Here is a figure of the dates ordered by their draw frequency. The first thing to note is that most samples are drawn near the same amount of times (around 174 times for 63,740 draws). In this sample, the most often drawn date (September 1, drawn 211 times) is only 1.48 times more likely than the least-drawn date (December 15, drawn 143 times).

However, these two counts are over 5 standard deviations apart. The reason for this is that the standard deviation of the multinomial distribution is the square root of n x p x (1 – p).

In this case, n is large (63,740) and p is small (1/365), so the standard deviation of the multinomial distribution is 13.2. Is it odd that the highest and lowest counts were 5 standard deviations apart? Not really, even for more familiar normally distributed values, the minimum and maximum sampled values will tend to be 4 to 6 standard deviations apart.

So these results are to be expected of a fair draw. In fact, you’d expect the most and the least drawn dates to be even further apart than one standard deviation.

Is it random?

The difference between the most sampled and least sampled dates gets larger with smaller samples. The Age reports that the aim of the draft was to “quickly raise the strength of the army from 22,500 to 37,500 troops, by calling up 4,200 youths in the last half of 1965 and and 6,900 [later raised to 8,400] every subsequent year”.

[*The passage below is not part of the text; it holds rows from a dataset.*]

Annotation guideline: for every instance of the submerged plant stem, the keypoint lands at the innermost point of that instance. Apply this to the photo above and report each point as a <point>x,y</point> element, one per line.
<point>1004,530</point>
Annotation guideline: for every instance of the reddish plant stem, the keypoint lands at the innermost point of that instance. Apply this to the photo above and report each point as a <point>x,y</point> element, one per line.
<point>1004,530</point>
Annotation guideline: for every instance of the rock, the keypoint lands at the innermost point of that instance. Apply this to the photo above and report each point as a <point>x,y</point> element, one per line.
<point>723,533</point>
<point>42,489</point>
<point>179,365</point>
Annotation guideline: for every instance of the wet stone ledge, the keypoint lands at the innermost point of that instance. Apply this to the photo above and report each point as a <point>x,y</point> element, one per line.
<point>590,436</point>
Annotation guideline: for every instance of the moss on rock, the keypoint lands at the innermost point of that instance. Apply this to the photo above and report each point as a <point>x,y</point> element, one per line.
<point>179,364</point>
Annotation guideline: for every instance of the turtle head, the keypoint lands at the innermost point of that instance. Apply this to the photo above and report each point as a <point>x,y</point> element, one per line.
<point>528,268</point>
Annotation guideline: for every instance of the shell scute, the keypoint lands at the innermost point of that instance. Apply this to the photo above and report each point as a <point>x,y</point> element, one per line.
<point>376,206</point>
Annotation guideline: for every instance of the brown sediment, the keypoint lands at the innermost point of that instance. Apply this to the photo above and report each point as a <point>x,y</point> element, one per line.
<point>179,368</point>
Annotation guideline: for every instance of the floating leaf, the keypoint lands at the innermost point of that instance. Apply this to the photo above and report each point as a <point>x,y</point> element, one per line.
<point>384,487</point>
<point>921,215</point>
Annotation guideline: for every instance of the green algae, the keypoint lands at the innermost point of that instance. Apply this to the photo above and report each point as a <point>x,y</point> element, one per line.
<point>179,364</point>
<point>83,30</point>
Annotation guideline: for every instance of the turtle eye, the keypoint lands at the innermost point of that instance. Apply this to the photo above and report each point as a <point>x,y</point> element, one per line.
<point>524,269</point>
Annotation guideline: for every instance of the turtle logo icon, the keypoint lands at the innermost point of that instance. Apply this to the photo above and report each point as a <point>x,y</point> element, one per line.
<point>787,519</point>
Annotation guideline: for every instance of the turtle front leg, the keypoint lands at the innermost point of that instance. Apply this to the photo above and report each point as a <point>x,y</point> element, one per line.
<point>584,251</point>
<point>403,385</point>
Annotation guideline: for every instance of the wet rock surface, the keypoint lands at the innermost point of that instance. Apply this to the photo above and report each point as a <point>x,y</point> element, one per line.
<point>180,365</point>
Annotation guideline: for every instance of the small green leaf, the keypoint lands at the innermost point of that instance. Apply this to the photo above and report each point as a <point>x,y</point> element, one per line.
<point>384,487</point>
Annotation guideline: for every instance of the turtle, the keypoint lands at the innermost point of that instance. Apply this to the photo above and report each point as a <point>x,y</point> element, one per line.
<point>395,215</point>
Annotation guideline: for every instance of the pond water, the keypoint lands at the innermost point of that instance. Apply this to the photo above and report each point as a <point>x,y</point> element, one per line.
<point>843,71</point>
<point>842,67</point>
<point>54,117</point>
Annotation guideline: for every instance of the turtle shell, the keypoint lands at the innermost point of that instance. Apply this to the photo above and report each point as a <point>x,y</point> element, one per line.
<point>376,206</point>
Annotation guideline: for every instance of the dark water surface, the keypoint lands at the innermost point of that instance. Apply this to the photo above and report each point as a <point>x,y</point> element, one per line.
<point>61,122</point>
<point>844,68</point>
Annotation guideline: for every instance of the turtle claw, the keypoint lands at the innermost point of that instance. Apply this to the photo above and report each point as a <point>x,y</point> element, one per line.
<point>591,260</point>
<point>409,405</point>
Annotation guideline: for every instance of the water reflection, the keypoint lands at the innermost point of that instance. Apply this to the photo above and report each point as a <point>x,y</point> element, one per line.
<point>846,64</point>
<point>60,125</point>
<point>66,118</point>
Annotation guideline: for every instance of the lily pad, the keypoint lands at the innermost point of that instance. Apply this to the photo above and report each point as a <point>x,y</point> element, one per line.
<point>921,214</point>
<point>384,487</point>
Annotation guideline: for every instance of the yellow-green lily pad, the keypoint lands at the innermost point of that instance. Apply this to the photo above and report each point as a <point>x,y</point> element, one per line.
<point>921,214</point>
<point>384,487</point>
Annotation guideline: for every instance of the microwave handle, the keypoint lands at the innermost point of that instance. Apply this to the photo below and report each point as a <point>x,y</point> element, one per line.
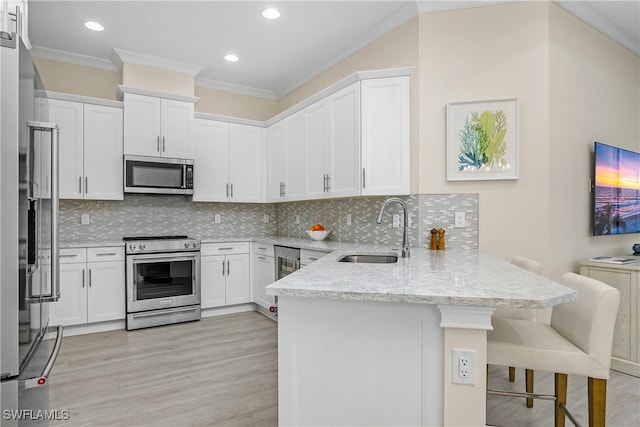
<point>54,131</point>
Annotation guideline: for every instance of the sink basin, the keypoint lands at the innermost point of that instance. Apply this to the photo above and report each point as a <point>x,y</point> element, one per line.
<point>369,259</point>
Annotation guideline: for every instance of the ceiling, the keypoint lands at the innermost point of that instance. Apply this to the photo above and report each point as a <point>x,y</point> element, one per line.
<point>276,56</point>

If we repeat the above exercise with the first year’s draft amount of 4,200, then the most sampled date (day 365) was sampled 20 times, but the least sampled date (day 103) was only sampled twice. The least sampled date was sampled 10 times less often than the most sampled date, but the probability of sampling each date was again 1 out of 365.

Why the large discrepancy?

Again, it has to do with the standard deviation of the multinomial distribution. Due to the smaller total number of draws, the standard deviation is now equal to 3.39. So the 20 and the 2 draws are again only 5.3 standard deviations apart, which is completely expected under a uniform sampling scheme.

Tim Fischer may have more information than was reported in The Age, so we can’t rule out the possibility that his claim is correct. However, the difference between 13 draws for 20 June 1946 and 4 draws for 1 Jan 1946 is not as suspect as it might seem.

However, this does serve as a good example of how we humans are not very good at identifying randomness when we see it. In fact, our inability to identify randomness is what makes it possible to use statistics to detect instances of election fraud, such as in the 2009 Iranian election.

To provide another example of how our expectations of randomness might be wrong, we can ask how likely is it that the most frequently drawn date comes up 16 (or more) times, and the least frequently drawn date comes up 4 (or fewer) times.

The following graph shows the outcome of 1,000 simulated draws of 4,200 dates, each with an equal probability of being drawn. We plot how often (the frequency) the most drawn date comes up on the left, and the frequency of the least drawn date on the right.

If anything, we should expect that most and least drawn dates should be more different than they actually were. Again, our expectations for what is random do not reflect the underlying true outcomes from random sampling.